Totally. With Next, your page component can export a getServerSideProps function which is used by the Next server to fetch any props necessary for the page component server-side on-demand. There’s a variation of this function for static builds called getStaticProps, which runs at build time to fetch data for props. So, even if we don’t render anything server-side, we can still run logic/fetches/etc. on the server side when a particular page is requested. This could be useful for dealing with sensitive data, for example.

Sounds like a cool app. I definitely see plenty of opportunities for static content there, like you said, but proper state management is vital for the real-time stuff.

Even if not using the SSR part of next, it is still a great build tool, with sane defaults and possibilities of static generation.

What would you use to "simplify" things? Your own webpack config?

How do you keep your openapi spec up to date?
Not the user you were asking, but the way we do it is that the OpenAPI/Swagger spec is auto-generated from server-side code (a C# .NET app with the ABP framework) during the CI build, and that is then used to auto-generate an API client (via swagger-typescript-api) which is what the frontend app uses.

When the backend team makes some changes, they notify the front-end team which then runs the auto-generation script, fixes the typescript errors (if there were breaking changes), and that's it. Pretty nice setup, IMO.

Nice!

Why not re-run the auto-generation script automatically?

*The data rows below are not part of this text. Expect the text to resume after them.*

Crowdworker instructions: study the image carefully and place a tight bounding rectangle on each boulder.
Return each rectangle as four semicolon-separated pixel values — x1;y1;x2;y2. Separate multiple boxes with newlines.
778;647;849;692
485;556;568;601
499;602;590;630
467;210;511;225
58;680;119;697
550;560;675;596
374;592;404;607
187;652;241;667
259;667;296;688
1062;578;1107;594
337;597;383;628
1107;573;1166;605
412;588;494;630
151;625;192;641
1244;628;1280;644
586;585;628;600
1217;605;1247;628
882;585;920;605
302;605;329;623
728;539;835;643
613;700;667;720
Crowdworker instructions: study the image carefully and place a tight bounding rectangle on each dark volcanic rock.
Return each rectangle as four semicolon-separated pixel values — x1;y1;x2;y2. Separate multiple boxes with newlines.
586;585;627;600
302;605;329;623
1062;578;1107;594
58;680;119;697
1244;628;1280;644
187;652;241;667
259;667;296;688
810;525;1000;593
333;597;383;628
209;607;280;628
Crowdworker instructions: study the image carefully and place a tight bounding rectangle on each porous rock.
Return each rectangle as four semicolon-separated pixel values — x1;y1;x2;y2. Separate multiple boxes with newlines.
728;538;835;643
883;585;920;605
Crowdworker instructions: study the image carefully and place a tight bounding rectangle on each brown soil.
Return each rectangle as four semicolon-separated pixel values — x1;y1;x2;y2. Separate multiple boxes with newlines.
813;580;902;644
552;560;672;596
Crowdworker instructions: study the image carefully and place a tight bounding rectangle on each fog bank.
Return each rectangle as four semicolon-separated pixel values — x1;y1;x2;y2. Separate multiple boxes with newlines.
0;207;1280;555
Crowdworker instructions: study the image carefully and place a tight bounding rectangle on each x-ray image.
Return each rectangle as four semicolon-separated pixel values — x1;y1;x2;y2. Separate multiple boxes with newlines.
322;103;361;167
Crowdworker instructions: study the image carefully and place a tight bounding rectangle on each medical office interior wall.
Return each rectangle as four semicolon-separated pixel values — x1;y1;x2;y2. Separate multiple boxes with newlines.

We use these types all over the app, manual intervention is very often needed.
We edit the OAS with Stoplight Studio, and enforce it with server-side middleware, which validates that requests and responses conform to the OAS (400s if requests don’t conform, 500s if responses don’t conform).

At a previous workplace I’ve used OpenAPI Generator to generate clients and server stubs from the OAS, which is a nice approach to ensuring you’re confirming to the spec, too.

Did you have the requirements for users that you do not know want to define their own API upon your data?
No, it’s never come up. This is touted as a selling point of GraphQL, but IMO is mostly solving a problem that few people have. Having worked a lot both consuming and producing external APIs, people seem happiest with idiomatic, well documented RESTful APIs, they don’t want to learn some complex RPC system like GraphQL just to use your API.

I think these GQL benefits are somewhat legit:

1. Fetch in one round trip what would take multiple with REST

2. Fetch only the response fields you need

But honestly, 1 generally saves 0-1 round trips, and for 2, while response payloads are smaller, GQL requests payloads tend to be huge, so it’s largely a wash. At least in my GQL usage, they’ve been minor wins, not worth the complexity that GQL adds.